Chances are you know a lot more about the company that makes your smartphone (Apple, Samsung) than you do about the listed Australian bank that you have an account with.
Myth #3 – Too hard or expensive to setup for investing internationally
Unfortunately this myth used to be true. Many traditional firms charge customers a lot of fees to help them invest internationally.
Trading international shares directly can be expensive from a brokerage perspective. For a live example, visit the popular Australian bank run online broker sites to see the difference in costs between trading domestic versus international shares. For those who prefer to invest via international managed funds, these funds often have high minimum investments and do not provide much transparency on exactly what they have invested in.
However, with technology this is changing. There are now a number of new online services about to start that will make it much easier, cheaper and more transparent for everyone to invest internationally. We are one of them at AtlasTrend where our members have exclusive online access to some great content on international listed companies and also the ability to easily invest in their choice of world trends. Another service that may launch in Australia soon is Robinhood which is trying to bring free trading of US listed shares to Australia.
Myth #4 – Australia has great companies, I don’t need to invest internationally
Yes, Australia does have some great listed companies.
Unfortunately, what we also have in Australia is a very limited number of blue chip companies across different industries. Besides large banks, property and resources companies there isn’t a lot more to choose from.

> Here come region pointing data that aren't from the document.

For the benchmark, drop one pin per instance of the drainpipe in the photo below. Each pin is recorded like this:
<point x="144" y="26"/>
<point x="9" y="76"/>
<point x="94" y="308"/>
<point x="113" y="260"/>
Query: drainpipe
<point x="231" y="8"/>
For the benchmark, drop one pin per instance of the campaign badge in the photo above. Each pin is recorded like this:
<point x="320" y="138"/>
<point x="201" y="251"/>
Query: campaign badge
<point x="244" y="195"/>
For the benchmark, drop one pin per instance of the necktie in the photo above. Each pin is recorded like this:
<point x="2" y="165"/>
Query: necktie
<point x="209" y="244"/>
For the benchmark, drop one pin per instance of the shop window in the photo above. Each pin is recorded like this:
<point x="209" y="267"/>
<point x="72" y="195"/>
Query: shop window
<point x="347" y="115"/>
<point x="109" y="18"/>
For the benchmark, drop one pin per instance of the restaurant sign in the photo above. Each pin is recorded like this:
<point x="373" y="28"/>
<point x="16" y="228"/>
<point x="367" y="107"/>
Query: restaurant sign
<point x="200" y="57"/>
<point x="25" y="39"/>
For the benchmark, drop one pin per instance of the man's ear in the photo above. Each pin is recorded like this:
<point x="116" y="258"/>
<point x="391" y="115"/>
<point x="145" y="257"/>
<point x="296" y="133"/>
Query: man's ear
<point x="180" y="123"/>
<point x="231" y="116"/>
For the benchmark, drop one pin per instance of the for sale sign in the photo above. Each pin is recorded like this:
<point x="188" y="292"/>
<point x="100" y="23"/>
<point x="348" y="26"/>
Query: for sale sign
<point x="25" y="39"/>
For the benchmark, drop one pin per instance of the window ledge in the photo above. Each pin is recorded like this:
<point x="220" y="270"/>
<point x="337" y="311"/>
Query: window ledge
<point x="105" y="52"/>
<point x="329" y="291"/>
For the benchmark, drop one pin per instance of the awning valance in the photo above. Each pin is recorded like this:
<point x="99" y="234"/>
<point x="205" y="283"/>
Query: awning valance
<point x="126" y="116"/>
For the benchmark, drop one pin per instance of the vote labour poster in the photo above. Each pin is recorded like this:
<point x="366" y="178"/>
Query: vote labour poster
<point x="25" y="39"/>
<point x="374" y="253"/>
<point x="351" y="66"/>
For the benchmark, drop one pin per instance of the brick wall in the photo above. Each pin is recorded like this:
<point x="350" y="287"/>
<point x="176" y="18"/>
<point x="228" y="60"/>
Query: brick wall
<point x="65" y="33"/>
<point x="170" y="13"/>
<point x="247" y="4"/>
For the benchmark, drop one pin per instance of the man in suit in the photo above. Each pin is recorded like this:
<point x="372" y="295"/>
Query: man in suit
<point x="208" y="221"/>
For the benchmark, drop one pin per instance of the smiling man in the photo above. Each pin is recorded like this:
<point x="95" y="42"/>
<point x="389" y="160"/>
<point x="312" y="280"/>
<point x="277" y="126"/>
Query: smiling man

Looking internationally, the number of innovative industries and companies available for investment is far larger. Industries such as online shopping, luxury car manufacturers, healthy living products provide a great way to invest in some long term growing trends that are simply not available for investment through Australian blue chip companies.
Which industry would you rather invest in now, iron ore producers in Australia or innovative big data companies in the US and Europe?
Myth #5 – The Australian dollar is going to appreciate soon and cause me to lose money
Yes, if you are invested internationally and the Australian dollar appreciates then you may suffer a currency loss.
However, given the state of the Australian economy relative to other large developed economies (particularly the US), we think the Australian dollar may actually depreciate further over the next few years. For our more detailed discussion on the Australian dollar, click here.
In addition, many blue chip international companies have global operations that earn revenue in many currencies. As a result, they are inherently diversified from a currency perspective which removes much of the single currency risk that investors might be concerned about.